Naïza Fadjanie Saint Germain : du sang neuf dans le théâtre de ces «Nouvelles Dramaturgies d’Haïti»

Cette anthologie de 12 textes dramatiques est une publication soutenue par AROCH et OIF, coordonnée par Guy Régis Jr et publiée par Edisyon Chimen. Chimen, de l’Association Quatre chemins en collaboration avec la compagnie Nous théâtre, créée dans l’objectif d’offrir un espace de diffusion et de publication aux dramaturges haïtiens. Cette publication regroupant douze textes dramaturgiques (de 6 autrices/6 auteurs) dont deux sont en créole, sera disponible dans toutes les bibliothèques en Haïti ainsi que dans plusieurs pays francophones. « Le purgatoire » de la dramaturge Naïza Fadianie Saint Germain est le deuxième texte du deuxième tome.

Découvrons ensemble le résumé (la trame) et la présentation (l’à-propos) de ce texte.

À propos
Naïza Fadjanie Saint Germain n’a pas froid aux yeux : le ton est donné dès
la liste des personnages. La présumée virginale Juliette Capulet de William
Shakespeare côtoie des femmes scandaleuses : l’Américaine Linda Lovelace
(1949-2002), star du porno mondialement renommée pour sa prestation dans
Gorge profonde de Gérard Damiano (1972) et Lili Elbe (1884-1931), peintre
danoise, première transsexuelle opérée connue. Auteur de Man into Woman,
elle mourut à la suite d’une transplantation d’utérus. Quant à Tamar, figure
biblique de la femme bafouée et répudiée, elle se vengea de son beau–père
Juda, en obtenant par la ruse qu’elle partage sa couche et mette au monde deux
jumeaux … De cet inceste inversé descendront les rois David et Salomon…
Il n’est cependant pas question de prendre ces personnages au pied de la
lettre et d’explorer leur biographie. Ces femmes ne sont que des figures
mythiques, prétextes à tisser une comédie irrévérencieuse. Et si elles font
assaut d’érudition, elles ne mâchent pas leurs mots pour autant et prennent
plaisir à se lancer à la figure des vacheries, dans une surenchère perpétuelle de
provocations. Les références littéraires, cinématographiques qu’elles déploient
ne sont pas à prendre au pied de la lettre, car elles ne jouent que comme toile
de fond et alimentent les joutes verbales de ces figures de fiction, dont elles
constituent la chair.


Bien que, de temps à autre, un gardien invisible tente de calmer le jeu, ce
purgatoire n’a rien du lieu d’expiation évoqué par la Bible ! Dans cette salle de classe hors du temps, les pécheresses ne se repentent que de leur passée
qu’elles se reprochent mutuellement … Au nom de la liberté sexuelle et de la
libération des femmes.


« Lili : Tu seras toujours et encore un puits sans fin de sottises et de chairs
avariées. Linda, une femme maltraitée.


Linda Lovelace : Tu seras toujours et encore un puits sans fin de simulacres
et de mascarades Einar, un projet raté. Tu ne seras jamais une femme comme
moi, celle qui enfante, celle qui allaite.

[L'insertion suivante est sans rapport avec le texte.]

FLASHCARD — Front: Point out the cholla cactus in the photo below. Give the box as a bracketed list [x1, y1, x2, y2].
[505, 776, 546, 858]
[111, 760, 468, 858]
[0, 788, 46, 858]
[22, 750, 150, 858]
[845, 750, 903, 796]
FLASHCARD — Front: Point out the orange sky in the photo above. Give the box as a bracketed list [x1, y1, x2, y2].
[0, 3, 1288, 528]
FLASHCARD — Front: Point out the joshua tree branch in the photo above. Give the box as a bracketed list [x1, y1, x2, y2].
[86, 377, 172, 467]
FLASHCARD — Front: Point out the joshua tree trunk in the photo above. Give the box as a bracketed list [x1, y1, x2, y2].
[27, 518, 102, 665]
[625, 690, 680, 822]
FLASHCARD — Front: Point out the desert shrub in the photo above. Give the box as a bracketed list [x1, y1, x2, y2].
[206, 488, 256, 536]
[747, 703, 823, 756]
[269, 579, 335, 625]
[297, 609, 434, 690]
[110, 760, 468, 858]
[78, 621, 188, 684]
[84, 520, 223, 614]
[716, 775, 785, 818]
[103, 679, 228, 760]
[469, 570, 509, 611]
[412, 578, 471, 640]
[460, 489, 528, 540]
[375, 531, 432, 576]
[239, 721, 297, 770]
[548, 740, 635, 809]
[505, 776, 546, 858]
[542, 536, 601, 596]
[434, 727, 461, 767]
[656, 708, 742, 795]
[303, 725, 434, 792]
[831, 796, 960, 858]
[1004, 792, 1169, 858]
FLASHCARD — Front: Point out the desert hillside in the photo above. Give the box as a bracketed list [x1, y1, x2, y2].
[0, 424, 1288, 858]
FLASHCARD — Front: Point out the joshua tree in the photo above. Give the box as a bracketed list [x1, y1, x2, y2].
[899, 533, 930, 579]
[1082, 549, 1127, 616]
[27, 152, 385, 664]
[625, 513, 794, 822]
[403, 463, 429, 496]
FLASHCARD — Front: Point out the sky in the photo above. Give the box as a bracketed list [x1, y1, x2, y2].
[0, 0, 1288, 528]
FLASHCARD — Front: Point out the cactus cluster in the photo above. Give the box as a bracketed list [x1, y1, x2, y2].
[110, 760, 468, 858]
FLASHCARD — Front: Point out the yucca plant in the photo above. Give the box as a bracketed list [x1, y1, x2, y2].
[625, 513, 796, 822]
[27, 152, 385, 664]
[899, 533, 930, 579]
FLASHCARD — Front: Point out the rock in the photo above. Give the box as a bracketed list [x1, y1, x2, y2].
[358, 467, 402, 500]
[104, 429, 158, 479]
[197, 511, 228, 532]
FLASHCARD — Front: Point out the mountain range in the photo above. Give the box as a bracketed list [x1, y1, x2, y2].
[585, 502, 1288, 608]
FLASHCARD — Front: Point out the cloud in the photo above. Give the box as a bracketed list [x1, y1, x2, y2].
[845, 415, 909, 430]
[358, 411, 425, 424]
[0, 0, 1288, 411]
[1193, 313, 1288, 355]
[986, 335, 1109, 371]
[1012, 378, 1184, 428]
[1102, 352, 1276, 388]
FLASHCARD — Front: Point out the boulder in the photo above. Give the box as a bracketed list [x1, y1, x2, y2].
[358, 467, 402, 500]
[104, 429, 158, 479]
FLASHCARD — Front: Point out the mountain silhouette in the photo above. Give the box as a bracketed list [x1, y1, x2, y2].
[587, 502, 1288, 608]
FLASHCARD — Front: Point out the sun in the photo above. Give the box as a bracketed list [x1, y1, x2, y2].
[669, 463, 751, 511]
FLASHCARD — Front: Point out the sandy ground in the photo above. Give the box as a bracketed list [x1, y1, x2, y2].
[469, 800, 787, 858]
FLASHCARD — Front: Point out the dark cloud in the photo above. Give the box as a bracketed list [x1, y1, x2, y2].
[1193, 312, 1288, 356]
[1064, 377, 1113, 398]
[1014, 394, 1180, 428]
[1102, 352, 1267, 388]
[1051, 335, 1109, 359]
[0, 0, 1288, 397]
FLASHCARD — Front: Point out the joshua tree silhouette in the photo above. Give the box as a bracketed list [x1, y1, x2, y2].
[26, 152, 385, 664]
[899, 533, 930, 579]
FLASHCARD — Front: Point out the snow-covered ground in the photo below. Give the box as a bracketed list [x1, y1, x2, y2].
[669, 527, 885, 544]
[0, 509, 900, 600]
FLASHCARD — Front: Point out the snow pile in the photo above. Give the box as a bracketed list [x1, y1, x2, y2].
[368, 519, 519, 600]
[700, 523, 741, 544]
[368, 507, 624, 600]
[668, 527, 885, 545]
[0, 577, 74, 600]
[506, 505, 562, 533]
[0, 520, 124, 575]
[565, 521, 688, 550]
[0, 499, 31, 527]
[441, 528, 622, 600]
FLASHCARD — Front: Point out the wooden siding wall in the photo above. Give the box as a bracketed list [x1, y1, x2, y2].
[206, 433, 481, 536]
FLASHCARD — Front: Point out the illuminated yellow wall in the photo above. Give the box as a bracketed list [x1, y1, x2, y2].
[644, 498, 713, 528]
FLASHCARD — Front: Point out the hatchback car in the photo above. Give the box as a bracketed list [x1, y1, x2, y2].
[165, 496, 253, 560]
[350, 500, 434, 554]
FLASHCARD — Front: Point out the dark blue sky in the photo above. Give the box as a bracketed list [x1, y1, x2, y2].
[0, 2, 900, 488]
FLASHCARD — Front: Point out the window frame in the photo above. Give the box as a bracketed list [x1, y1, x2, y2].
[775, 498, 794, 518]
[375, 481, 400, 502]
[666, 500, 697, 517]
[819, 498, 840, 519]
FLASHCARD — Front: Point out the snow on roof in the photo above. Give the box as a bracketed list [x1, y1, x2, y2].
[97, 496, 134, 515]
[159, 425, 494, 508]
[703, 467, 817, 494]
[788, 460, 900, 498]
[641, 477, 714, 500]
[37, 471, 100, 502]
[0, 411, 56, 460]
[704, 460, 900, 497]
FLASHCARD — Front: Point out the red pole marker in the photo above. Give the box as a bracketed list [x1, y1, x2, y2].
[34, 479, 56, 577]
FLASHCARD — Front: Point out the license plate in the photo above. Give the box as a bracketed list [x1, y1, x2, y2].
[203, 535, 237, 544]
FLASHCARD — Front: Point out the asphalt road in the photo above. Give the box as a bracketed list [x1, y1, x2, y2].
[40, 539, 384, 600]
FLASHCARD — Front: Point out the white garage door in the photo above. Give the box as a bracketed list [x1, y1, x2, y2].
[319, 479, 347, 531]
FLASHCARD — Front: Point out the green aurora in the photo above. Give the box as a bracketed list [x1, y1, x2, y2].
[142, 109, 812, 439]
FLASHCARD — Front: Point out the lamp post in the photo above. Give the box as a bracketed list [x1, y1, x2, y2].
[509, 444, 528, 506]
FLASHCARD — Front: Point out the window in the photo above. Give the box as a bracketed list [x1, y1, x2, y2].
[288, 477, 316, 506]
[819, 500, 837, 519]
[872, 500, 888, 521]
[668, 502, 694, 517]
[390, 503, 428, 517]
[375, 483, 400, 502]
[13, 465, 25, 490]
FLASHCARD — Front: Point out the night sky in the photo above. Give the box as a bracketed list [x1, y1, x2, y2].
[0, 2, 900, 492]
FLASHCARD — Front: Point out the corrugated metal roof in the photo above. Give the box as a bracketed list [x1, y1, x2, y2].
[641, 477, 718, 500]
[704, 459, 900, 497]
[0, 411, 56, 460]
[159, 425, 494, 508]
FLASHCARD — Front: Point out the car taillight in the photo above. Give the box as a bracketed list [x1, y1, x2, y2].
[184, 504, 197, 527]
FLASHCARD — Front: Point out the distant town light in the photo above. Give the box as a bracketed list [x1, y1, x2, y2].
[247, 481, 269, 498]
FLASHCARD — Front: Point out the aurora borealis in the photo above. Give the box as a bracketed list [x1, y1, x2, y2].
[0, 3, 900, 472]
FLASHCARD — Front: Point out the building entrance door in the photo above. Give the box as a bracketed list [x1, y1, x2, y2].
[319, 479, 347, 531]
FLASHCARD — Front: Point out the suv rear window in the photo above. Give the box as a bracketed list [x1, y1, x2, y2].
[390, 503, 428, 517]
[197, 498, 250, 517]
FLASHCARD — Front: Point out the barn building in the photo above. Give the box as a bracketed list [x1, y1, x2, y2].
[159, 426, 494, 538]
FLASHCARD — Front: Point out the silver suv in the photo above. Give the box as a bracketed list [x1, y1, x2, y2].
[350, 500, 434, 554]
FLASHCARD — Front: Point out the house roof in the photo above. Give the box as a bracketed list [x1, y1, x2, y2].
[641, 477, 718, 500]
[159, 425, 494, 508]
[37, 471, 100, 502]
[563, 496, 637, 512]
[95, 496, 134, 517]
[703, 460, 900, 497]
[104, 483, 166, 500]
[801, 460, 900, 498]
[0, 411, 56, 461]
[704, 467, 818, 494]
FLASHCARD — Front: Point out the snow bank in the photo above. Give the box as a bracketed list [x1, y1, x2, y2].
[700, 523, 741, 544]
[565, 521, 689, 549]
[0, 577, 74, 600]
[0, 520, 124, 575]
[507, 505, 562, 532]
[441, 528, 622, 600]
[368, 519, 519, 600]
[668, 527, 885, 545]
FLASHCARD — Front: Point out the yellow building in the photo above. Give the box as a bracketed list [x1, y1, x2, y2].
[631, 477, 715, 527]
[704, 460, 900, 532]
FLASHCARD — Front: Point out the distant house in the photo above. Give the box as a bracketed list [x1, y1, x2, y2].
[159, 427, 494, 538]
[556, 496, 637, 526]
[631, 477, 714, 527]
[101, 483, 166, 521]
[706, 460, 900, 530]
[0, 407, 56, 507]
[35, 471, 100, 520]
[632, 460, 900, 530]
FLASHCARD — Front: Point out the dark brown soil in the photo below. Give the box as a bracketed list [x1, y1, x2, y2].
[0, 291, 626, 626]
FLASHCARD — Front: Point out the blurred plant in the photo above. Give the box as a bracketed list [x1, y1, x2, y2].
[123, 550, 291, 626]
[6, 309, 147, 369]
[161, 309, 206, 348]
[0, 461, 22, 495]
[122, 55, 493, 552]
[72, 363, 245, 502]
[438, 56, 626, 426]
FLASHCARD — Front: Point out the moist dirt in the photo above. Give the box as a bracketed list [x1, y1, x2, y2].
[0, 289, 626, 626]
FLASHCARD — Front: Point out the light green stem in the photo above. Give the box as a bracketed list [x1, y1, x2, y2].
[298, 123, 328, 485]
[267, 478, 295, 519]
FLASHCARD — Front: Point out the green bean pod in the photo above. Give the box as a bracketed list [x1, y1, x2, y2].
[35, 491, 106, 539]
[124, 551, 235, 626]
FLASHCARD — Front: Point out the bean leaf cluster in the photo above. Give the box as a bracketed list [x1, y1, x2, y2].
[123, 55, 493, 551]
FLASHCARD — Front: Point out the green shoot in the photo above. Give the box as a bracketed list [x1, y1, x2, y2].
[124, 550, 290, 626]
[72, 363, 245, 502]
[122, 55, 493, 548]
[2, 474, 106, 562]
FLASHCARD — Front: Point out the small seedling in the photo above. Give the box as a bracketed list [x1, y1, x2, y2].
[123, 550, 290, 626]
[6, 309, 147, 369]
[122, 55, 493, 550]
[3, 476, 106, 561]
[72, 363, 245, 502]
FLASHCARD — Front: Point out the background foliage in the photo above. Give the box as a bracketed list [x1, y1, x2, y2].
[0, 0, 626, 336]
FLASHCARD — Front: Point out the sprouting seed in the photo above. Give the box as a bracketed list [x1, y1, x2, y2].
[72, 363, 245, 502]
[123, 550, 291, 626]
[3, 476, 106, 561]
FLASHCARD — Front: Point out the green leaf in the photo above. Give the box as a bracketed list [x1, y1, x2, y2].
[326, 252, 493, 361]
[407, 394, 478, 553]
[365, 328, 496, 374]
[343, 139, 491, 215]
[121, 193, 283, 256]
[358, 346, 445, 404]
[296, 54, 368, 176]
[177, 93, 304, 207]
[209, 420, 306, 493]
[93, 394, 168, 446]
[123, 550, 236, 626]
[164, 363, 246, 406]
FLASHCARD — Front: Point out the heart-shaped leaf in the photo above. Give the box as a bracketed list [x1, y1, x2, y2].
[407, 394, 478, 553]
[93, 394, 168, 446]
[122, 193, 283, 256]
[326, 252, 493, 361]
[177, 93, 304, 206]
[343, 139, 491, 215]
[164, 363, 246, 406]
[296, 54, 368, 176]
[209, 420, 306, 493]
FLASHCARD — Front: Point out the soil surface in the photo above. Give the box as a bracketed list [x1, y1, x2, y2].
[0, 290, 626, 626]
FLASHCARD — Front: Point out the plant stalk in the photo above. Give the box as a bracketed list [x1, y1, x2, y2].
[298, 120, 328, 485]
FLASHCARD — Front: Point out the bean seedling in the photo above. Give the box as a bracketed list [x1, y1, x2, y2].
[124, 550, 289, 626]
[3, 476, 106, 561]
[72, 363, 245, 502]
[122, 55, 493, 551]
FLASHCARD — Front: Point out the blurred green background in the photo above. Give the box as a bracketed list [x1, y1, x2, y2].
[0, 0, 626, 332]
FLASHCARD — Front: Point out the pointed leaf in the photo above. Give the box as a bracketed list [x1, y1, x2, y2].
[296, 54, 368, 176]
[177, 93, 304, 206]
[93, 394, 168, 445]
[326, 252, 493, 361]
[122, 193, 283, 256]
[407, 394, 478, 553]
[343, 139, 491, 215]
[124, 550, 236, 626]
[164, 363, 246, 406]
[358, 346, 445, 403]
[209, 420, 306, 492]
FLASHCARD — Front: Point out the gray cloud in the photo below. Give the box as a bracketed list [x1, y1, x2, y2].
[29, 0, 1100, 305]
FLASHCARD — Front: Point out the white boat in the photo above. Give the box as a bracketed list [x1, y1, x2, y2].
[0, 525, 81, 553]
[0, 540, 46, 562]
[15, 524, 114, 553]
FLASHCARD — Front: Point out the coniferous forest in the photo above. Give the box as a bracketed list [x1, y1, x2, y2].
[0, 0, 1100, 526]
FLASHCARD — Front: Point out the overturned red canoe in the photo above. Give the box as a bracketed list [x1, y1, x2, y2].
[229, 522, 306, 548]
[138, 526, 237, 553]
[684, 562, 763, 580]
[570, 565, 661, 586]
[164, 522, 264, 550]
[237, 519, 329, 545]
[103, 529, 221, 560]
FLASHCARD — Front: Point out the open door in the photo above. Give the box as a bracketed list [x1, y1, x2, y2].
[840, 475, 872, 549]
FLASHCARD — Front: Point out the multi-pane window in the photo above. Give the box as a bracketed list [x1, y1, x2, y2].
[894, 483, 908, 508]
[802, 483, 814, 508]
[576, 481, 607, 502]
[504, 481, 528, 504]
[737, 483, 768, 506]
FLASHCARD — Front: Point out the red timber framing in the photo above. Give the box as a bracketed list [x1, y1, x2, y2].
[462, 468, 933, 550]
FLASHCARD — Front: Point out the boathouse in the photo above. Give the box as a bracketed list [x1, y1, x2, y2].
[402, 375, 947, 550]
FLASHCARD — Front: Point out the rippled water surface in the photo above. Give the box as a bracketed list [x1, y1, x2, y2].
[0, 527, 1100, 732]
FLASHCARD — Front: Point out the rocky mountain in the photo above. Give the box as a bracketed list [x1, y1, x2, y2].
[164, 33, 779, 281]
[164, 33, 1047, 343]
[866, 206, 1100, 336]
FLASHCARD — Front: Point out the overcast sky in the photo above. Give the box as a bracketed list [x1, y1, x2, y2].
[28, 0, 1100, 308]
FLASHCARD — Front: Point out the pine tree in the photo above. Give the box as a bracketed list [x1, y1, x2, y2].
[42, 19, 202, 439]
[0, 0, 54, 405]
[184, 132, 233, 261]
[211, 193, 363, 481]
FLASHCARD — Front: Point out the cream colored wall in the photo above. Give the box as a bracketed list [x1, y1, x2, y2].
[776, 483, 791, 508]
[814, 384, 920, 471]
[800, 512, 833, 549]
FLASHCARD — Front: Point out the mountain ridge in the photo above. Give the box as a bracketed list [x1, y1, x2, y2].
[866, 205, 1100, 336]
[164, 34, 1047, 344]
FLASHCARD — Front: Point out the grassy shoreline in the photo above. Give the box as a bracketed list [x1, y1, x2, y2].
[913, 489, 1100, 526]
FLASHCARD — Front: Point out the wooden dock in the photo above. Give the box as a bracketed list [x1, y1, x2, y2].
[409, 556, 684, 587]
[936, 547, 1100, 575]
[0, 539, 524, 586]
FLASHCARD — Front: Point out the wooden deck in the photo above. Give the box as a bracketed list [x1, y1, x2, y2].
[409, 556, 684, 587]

Lili Elbe : On ne nait pas femme, on le devient. C’est toute une éducation. »
La leçon de grammaire qui s’égrène tout au long de la pièce porte sur
un distique de l’écrivain humoriste Alphonse Allais, cité notamment par
Guillaume Apollinaire dans les Onze mille verges : « La trépidation excitante
des trains / Nous glisse des désirs dans la moelle des reins » Le ton est donné
et l’autrice surenchérit avec Les Fesses de Paul Verlaine, déniché par Tamar à la bibliothèque...


L’autrice s’amuse avec toutes ces citations et ces anachronismes. Elle rassemble
dans un joyeux méli-mélo les univers disparates de la tragédie élisabéthaine,
de la Bible, et de célébrités défuntes pour créer des personnages hauts en
couleur. L’écriture galope: avec des répliques courtes, cinglantes, des trouvailles
verbales inattendues et un grand éventail d’impertinences… Il fallait oser.